Submarine data leak: Scorpene is hardly a stranger to controversies

Jugal R Purohit
Jugal R PurohitAug 24, 2016 | 22:45

Submarine data leak: Scorpene is hardly a stranger to controversies

The extent of data theft suffered by the Indian Navy is unclear. About one thing, however, there is no doubt - information which should never have moved beyond the Indian Navy has travelled.

The Australian, a news organisation claims 22,400 sensitive documents pertaining to the features of the Scorpene submarines being built in India by the French firm DCNS and its contractor ARMARIS, have been leaked.


The heavily secured details of the six submarines have been placed in the public domain. We do not know who all have perused these papers. 

While it may be a new low for the project, controversies have hardly let the Scorpenes breathe easy. 

Questions, in fact, were asked the day the project was conceived. In December 1981, the navy signed a deal to acquire four conventional submarines with the Federal Republic of Germany (then the pre-unification West Germany). This process itself had raised many eyebrows.

Anyway, India decided that the first two submarines would be made at the German firm's yard in Kiel, where an Indian team would observe and learn. These Indians were to return and help build the third and fourth submarine in Mazagon Dock Limited (MDL), Mumbai.

Once that was achieved, it was envisaged that India would be able to build two more submarines entirely on her own by making incremental changes to the German design.

By 1987, the Indian Navy had received the submarines which it named INS Shishumar and INS Shankush. Before matters could shift to India, news broke of a "scandal" involving bribes allegedly paid for securing the deal.


Somehow, India managed to assemble the other two submarines, INS Shalki and INS Shankul in Mumbai. After May 1994, when the last submarine was commissioned, the hard-won assembly line at MDL's east yard was left to rot. Matters picked in 1997 when the government of the day approved the plan to build the fifth and sixth boat. 

A media note issued by the Press Information Bureau (PIB) on December 21, 2005 said this about what happened next:

"In 1997, the Government approved construction of two submarines at M/s MDL, Mumbai. Though the Request for Proposals were sent to four firms, viz, M/s Thomson CSF, France VSEL (UK), M/s Kockums (Sweden) and RVZ, Russia, only M/s Thomson CSF, France responded.... Price negotiations were held with M/s Thomson CSF, France. However, no contract could be signed due to reluctance of the French government to release missiles for the submarines and inadequate explanation of the cost of programme and logistic package. Thereafter, the Government decided to approve the proposal for the indigenous construction of six Scorpene submarines under Transfer of Technology." 

Scorpene submarine data leak is a cause for major national security concern.

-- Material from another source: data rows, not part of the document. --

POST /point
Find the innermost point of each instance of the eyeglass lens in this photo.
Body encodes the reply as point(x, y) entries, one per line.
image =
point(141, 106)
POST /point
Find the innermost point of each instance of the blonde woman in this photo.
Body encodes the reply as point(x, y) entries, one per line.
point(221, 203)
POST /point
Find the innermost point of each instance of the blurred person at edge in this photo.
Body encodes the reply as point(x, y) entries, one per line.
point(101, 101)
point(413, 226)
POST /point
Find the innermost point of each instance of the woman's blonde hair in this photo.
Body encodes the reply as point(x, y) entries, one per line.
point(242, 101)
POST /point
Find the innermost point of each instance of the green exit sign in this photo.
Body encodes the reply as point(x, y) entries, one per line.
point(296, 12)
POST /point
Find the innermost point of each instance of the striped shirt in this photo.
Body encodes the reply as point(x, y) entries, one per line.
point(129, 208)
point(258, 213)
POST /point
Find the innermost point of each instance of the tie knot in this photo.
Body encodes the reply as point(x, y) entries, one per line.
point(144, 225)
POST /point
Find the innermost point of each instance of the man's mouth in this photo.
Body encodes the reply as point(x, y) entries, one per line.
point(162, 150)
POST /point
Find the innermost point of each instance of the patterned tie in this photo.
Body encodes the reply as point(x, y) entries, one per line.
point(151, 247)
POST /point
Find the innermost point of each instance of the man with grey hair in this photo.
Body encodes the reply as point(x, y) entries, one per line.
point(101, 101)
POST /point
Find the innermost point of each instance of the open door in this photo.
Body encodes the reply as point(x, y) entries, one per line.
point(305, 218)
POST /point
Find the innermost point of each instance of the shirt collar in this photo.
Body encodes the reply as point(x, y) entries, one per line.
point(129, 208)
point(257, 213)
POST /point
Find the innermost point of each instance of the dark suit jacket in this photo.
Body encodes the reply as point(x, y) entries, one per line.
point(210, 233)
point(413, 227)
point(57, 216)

Inexplicable as the turnaround may seem, what followed was a notch above. Reeling under the Kargil war, in July 1999, the Cabinet Committee on Security (CCS) approved a plan to develop indigenous submarine building capability. Under this, India was to build 24 submarines and in the process emerge self-reliant.


And then, citing "techno-commercial analysis of the available options", the defence ministry awarded the contract to the French state-owned firm DCNS, which was to help India build six Scorpene submarines at a total cost of Rs 18,798 crore! 

Repeatedly, allegations of bribes being paid to middlemen have surfaced. Both houses of Parliament have seen several logjams over the "extra amount" being paid for the deal and the government of day defending itself. 

Mysteriously, while the NDA government under Atal Bihari Vajpayee had finalised the Scorpene deal with a ministry of finance (MoF) approval in 2003, it did not sign it. The Congress-led UPA did so in 2005 after re-examining and achieving a "reduction in Rs 313 crore" in the deal. 

In the ensuing years, questions have been raised about the technology for Scorpene being unproven, quality of workmanship, intent of the DCNS, when equipment agreed to and paid for was not supplied leading to delays and what not. The first boat was to arrive by the end of 2012 and she still isn't ready. 

Notwithstanding all of this, the Scorpene remains, in the words of the Indian Navy, at "the core of submarine arm for the next two decades". Some see it as a sign of the force's confidence, some say it is desperation. 

On October 6, 2005, the day the Scorpene deal was signed, the then Indian Navy chief, Admiral Arun Prakash, said the contracts had received "repeated scrutiny at every level". He added, "In fact we were determined that in the interest of transparency and probity we would accept as much delay as was necessary". 

It has been a decade since the admiral said what he did. While the India has had to put up with delay, jury is still out if the desired transparency and probity has been achieved.